Nana Akufo-Addo
Ghana's President Nana Akufo-Addo during the swearing-in ceremony at Independence Square in Accra, Ghana on 7 January 2017 REUTERS/Luc Gnago

Ghana's new President Nana Akufo-Addo has said he want to recover some 200 luxury cars from the presidential fleet that have supposedly "disappeared" and are worth millions of pounds.

Opposition leader Akufo-Addo, a 72-year-old former human rights lawyer, won the tightly-contested presidential election after defeating President John Mahama in December. He secured 53.8% of the vote against Mahama's 44.4%, becoming president-elect in his third attempt.

Since his oath of office at a ceremony attended by dozens of African leaders in the capital Accra on 7 January, Akufo-Addo claims he has only had one state car at his disposal, a 10-year-old BMW. The cars are paid for by the taxpayer.

Director of communications at the presidency Eugene Arhin earlier this week revealed that some 208 vehicles awarded to advisers or senior officials under President Mahama's mandate are unaccounted for at the Flagstaff House's vehicle pool. The new administration claims the officials forgot to return the cars when they left office.

Found vehicles include 74 Toyota Land Cruisers averaging £25,569 ($31,966) before tax each, 20 Land Cruiser Prado (£26,425), two Toyota Avalon 31 000 (£34,946 starting price) as well as 11 Mercedes and two BMW, which models are not specified. A commission has been set up to recover the state's assets.

"The President of the Republic currently has virtually only one vehicle at his disposal. This is the vehicle which was purchased in 2007 during the Ghana at 50 celebrations. It is a BMW," Arhin told media on 8 February.

"As I speak to you there is only one vehicle he has been using during his rounds in Accra. You definitely have to ask yourself where are all the vehicles."

According to the spokesman, Akufo-Addo was forced to use his own vehicle, a Land Cruiser, to attend an engagement outside of the capital.

"He, unfortunately, has to use his own vehicles because the vehicle meant for the presidency or vehicles meant for his use are currently not available," Arhin added.
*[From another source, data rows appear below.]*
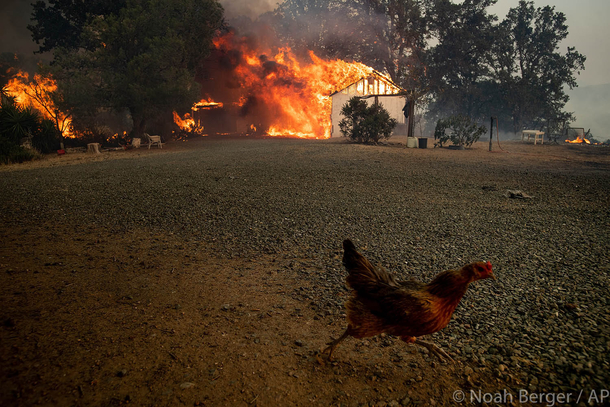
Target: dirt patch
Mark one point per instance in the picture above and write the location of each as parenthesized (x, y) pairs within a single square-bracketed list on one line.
[(131, 313), (92, 317)]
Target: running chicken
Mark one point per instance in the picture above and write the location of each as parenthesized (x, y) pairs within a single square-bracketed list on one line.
[(407, 309)]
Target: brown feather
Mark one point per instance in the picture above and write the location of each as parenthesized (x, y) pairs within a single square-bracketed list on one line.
[(380, 304)]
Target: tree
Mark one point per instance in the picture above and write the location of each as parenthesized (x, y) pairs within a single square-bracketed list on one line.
[(145, 58), (459, 66), (530, 71), (387, 35), (364, 123)]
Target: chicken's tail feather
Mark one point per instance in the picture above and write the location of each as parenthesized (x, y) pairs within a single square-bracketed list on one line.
[(363, 276)]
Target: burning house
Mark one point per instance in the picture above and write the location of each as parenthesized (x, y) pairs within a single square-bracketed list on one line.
[(374, 88), (252, 88)]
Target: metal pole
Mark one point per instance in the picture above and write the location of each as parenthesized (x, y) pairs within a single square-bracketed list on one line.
[(491, 132)]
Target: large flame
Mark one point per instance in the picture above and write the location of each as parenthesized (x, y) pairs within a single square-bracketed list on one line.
[(276, 92), (37, 94)]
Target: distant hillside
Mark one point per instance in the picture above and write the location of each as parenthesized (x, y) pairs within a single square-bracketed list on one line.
[(591, 106)]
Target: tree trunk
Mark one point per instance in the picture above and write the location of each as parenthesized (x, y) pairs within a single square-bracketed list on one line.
[(411, 120), (139, 125)]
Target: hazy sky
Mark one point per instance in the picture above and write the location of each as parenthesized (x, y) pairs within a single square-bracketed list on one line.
[(589, 30), (586, 19), (587, 22)]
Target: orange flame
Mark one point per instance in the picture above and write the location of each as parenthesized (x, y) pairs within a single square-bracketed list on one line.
[(186, 123), (578, 140), (38, 95), (294, 93)]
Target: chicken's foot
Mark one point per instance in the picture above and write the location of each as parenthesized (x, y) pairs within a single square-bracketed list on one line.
[(333, 344), (438, 352)]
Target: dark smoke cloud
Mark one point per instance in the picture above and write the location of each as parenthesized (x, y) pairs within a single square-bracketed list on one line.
[(14, 34)]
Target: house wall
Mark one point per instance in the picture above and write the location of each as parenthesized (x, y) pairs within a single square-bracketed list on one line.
[(392, 103)]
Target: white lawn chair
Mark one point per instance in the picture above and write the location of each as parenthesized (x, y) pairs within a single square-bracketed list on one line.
[(153, 140)]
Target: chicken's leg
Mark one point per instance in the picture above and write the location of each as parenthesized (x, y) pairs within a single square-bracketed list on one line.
[(333, 344), (438, 352)]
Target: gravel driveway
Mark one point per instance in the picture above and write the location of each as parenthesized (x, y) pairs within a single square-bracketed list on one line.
[(546, 319)]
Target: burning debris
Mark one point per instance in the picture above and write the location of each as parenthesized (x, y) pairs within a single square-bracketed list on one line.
[(255, 88)]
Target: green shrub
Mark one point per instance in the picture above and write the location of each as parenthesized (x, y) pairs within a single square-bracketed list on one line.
[(365, 124), (46, 140), (13, 153), (458, 129)]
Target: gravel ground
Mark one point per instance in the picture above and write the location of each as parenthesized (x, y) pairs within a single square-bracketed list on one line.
[(545, 322)]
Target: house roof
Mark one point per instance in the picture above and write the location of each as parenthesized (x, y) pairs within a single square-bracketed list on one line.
[(381, 85)]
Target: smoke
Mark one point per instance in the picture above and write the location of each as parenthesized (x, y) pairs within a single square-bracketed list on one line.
[(247, 8)]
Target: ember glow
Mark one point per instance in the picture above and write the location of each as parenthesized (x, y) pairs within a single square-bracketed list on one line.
[(275, 92), (38, 95)]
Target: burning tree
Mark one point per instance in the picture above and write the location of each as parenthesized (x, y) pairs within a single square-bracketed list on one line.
[(41, 95), (142, 57)]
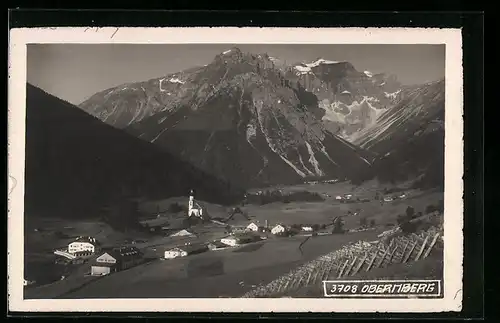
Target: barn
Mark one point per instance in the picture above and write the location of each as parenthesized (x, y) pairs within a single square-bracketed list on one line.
[(116, 259)]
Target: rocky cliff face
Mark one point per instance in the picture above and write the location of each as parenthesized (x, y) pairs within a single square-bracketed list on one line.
[(351, 100), (409, 138)]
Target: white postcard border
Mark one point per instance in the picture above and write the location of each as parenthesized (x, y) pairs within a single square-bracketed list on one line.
[(453, 223)]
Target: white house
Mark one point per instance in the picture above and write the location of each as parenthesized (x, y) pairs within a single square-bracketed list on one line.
[(278, 229), (174, 253), (83, 244), (253, 227), (185, 250)]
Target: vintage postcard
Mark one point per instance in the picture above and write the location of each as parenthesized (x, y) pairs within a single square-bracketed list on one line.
[(235, 170)]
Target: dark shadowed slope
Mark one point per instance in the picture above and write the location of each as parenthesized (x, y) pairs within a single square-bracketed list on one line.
[(246, 123), (75, 163)]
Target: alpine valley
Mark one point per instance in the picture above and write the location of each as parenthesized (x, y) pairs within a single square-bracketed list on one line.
[(252, 119)]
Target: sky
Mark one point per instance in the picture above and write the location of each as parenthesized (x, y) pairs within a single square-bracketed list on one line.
[(74, 72)]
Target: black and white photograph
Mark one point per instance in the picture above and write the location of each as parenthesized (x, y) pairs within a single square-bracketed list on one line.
[(238, 170)]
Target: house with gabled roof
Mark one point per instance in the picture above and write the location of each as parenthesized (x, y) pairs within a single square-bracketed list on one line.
[(116, 259)]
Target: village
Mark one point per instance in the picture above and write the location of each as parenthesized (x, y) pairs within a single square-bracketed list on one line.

"So vehicles right from 2007 when these Ghana at 50 vehicles were bought right down to now, if you go to the presidential pool, you cannot find any of them and it is not as if those are the only ones. There are lots of other vehicles."

The former National Democratic Congress (NDC) administration denies the claims. Former deputy chief of staff Johnny Osei Kofi accused Akufo-Addo's government of distorting facts, saying that 641 vehicles were listed and properly accounted for.

"The claims of Eugene Arhin are false, baseless without merit. They represent a continuation of the distortions and bad faith that have characterised the conduct of the NPP side of the Transition team," Kofi said in a statement.

Former minister of communication Edward Omane Boamah said the allegations were an invention intended to justify the fact that the new team in power is preparing to acquire a fleet of brand new vehicles.